For more details please visit the pages below :
Installing and Configuring PySpark : https://spark.apache.org/docs/0.9.2/python-programming-guide.html
PySpark Internals : https://cwiki.apache.org/confluence/display/SPARK/PySpark+Internals

Requirements
Let’s note that Spark V1.3.1 runs on Java 6+ and Python 2.6+, so you will need on your computer :
●
A JVM 6 or higher (JVM 7 may be a good compromising)
●
A python 2.6 or higher
The following installation has been carried out with a JVM 7 and a Python interpreter 2.7.
A brief note about Scala
Keep in mind that a great idea would consist to use the following Eclipse IDE for Spark in order to develop later both in Python and Scala.
To allow this, it’s important to know that Spark 1.3.1 needs to use a Scala API that is compatible with Scala version 2.10.x.
That’s the reason why the following installation uses Eclipse 4.3 (Kepler) because of its compatibility with Scala 2.10.

1°) Install Eclipse
G o t o t h e E c l i p s e w e b s i t e t h e n d o w n l o a d a n d u n c o m p r e s s E c l i p s e 4 . 3 ( K e p l e r ) o n y o u r c o m p u t e r :
http://www.eclipse.org/downloads/packages/release/Kepler/SR2
Finally launch Eclipse and create your workspace as usually.
2°) Install Spark
Go to the Spark website then download and uncompress Spark 1.3.1 (e.g: “Pre-built for Hadoop 2.6 and later”) on your computer :
https://spark.apache.org/downloads.html

3°) Install PyDev
From Eclipse IDE :
Go to the menu Help > Install New Software...
From the “Install“ window :
Click on the button [Add…]
From the “Add Repository” dialog box :
Fill the field Name: PyDev
Fill the field Location: http://pydev.sf.net/updates
Validate with the button [OK]
From the “Install“ window :
Check the name PyDev and click twice on the button [Next >]
Accept the terms of the license agreement and click on the button [Finish]
If a “Security Warning” window appears :
If the following warning message appears : “Warning: you are installing software that contains unsigned content…” :
Click on the button [OK]
From the “Sofware Updates” window :
Click the button [Yes] to restart Eclipse and for the changes to take effect.
Now PyDev (e.g: 4.1.0) is installed in your Eclipse.
But you can’t develop in Python, because PyDev isn’t configured yet.

4°) Configure PyDev with a Python interpreter
As PySpark, PyDev requires a Python interpreter installed on your computer.
Remember that with PySpark, Py4J is not a Python interpreter.
Py4J is only used on the driver for local communication between the Python and Java SparkContext objects.
The following installation has been carried out with a Python interpreter 2.7.
From Eclipse IDE :
Open the PyDev perspective (on top right of the Eclipse IDE)
Go to the menu Eclipse > Preferences… (on Mac), or Window > Preferences... (on Linux and Windows)
From the “Preferences” window :
Go to PyDev > Interpreters > Python Interpreter
Click on the button [Advanced Auto-Config]
Eclipse with introspect all the Python installations on your computer.
Choose a Python version 2.7 (e.g: /usr/bin/python2.7 on mac) then validate with the button [OK]
From the “Selection needed” window :
Click on the button [OK] to accept the folders to be added to the system PYTHONPATH
Now PyDev is configured in your Eclipse.
You are able to develop in Python but not with Spark yet.

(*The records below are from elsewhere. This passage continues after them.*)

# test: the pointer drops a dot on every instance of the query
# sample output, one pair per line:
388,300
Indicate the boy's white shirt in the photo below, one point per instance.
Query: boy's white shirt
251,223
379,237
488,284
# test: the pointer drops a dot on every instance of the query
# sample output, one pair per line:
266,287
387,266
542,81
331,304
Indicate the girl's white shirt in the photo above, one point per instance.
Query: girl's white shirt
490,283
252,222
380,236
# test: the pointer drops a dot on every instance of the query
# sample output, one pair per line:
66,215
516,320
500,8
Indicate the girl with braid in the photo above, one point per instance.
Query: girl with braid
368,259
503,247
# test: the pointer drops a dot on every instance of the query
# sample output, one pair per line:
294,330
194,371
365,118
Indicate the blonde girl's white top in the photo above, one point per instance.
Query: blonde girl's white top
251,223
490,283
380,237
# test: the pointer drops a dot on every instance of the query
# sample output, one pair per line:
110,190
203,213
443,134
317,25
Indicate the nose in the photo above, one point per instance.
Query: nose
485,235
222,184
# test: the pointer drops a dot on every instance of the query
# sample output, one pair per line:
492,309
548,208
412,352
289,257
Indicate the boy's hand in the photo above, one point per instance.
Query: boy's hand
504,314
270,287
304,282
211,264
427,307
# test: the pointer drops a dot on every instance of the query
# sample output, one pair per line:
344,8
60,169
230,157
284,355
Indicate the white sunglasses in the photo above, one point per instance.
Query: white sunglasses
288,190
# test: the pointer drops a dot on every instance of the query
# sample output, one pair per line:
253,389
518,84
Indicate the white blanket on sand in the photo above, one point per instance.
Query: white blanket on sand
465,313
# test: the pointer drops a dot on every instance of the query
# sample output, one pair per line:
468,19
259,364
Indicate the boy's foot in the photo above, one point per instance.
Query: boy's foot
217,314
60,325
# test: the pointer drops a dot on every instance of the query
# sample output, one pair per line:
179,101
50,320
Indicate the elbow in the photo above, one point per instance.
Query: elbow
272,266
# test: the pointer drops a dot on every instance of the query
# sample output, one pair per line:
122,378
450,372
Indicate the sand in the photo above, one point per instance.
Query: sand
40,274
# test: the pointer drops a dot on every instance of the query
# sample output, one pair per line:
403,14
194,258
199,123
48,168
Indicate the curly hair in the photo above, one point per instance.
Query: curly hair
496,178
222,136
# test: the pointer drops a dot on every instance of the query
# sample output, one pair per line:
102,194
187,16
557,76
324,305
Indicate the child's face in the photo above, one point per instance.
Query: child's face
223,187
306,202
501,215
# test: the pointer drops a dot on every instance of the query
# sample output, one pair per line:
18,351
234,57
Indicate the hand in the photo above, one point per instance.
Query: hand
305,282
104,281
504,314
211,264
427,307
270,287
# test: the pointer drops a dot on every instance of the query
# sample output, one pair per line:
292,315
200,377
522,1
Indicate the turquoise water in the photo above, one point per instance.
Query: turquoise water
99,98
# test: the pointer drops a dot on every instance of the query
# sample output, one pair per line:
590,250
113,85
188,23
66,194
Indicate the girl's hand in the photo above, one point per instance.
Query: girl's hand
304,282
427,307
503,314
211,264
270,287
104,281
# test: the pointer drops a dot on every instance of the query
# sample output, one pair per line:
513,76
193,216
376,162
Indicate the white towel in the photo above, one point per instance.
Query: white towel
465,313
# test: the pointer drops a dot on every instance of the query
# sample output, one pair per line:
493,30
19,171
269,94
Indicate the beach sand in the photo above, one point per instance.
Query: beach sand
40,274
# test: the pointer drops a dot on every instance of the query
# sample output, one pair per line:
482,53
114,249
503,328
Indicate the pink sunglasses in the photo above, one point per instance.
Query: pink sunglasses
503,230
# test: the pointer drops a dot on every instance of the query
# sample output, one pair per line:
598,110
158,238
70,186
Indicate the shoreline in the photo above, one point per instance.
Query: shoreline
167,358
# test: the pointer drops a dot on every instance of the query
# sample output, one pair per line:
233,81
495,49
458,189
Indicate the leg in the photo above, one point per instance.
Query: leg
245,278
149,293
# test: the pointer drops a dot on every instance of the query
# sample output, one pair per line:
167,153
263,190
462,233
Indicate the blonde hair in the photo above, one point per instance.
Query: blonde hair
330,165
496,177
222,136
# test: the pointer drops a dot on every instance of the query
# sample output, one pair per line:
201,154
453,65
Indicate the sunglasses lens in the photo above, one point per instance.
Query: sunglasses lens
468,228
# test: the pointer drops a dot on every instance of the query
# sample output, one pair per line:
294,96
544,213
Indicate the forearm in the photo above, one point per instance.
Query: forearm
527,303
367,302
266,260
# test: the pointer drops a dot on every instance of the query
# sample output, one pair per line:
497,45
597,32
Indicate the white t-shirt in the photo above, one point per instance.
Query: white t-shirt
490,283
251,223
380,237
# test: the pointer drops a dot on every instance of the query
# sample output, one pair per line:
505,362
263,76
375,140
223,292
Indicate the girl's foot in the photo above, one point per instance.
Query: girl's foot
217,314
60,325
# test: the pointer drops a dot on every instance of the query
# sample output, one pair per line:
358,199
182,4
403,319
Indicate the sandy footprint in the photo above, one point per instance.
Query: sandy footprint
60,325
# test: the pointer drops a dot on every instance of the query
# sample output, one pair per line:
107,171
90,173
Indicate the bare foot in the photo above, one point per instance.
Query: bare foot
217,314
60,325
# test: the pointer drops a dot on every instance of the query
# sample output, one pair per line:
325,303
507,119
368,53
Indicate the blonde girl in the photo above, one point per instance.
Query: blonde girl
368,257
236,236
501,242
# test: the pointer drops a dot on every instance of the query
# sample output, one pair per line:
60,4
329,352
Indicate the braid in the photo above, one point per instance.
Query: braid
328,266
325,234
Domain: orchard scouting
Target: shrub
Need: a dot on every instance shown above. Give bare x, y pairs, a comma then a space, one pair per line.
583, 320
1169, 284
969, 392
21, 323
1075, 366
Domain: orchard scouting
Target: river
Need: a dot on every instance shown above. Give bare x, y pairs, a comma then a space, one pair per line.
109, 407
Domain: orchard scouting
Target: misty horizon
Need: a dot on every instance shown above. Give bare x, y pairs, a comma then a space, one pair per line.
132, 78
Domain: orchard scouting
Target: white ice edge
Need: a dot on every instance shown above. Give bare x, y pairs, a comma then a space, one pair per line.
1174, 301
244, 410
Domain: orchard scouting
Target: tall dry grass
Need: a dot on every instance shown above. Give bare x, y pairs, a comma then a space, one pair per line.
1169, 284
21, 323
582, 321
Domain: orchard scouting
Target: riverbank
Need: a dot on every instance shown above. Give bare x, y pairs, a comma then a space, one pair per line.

5°) Configure PyDev with the Spark Python sources
Now we are going to configure PyDev with the Spark Python sources.
From Eclipse IDE :
Check that you are on the PyDev perspective
Go to the menu Eclipse > Preferences... (on Mac), or Window > Preferences... (on Linux and Windows)
Click on the button [New Folder]
Choose the python folder just under your Spark install directory and validate :
e.g : /home/foo/Spark_1.3.1-Hadoop_2.6/python
Note : This path must be absolute (don’t use the Spark home environment variable)
Click on the button [New Egg/Zip(s)]
From the File Explorer, select [*.zip] rather [*.egg]
Choose the file py4j-0.8.2.1-src.zip just under your Spark python folder and validate :
e.g : /home/foo/Spark_1.3.1-Hadoop_2.6/python/py4j-0.8.2.1-src.zip
Note : This path must be absolute (don’t use the Spark home environment variable)
Now PyDev is configured with Spark Python sources.
But we can’t execute Spark while the Environment variables aren’t configured.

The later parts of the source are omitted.